Choć nowy samochód jeszcze nie powstał, to Kubica już się cieszy. Polak ma dość starego zawodnego auta i liczy na superbolid w przyszłym roku. "On już powstaje. Projektanci BMW znają się na swojej pracy. Kiedy skończą, może dogonimy czołowe drużyny Formuły 1" - powiedział "Rzeczpospolitej" nasz kierowca.

Reklama

Ale Robert musi uważać. Pozostałe teamy również chcą ulepszyć swoje samochody i powalczyć za rok o zwycięstwo. "Wiem o tym, że konkurencja nie śpi. Dlatego, jak duży krok wykonamy, to się dopiero okaże" - dodaje Polak. Mimo to kibice i tak się cieszą. Nowy bolid Roberta na pewno nie będzie gorszy od starego.

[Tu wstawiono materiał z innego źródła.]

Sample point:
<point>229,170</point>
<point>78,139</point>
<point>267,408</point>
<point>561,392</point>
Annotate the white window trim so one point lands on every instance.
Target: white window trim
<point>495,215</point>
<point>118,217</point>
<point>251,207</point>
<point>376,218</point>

W tym roku samochód Kubicy psuł się już kilka razy. Najpierw nawaliła skrzynia biegów podczas Gran Prix Australii. Później urwał się spojler, nie działała klapka wlewu paliwa. A na koniec zawiódł układ hydrauliczny i nasz kierowca nawet nie dojechał do mety w Chinach. Oby w przyszłym roku było lepiej.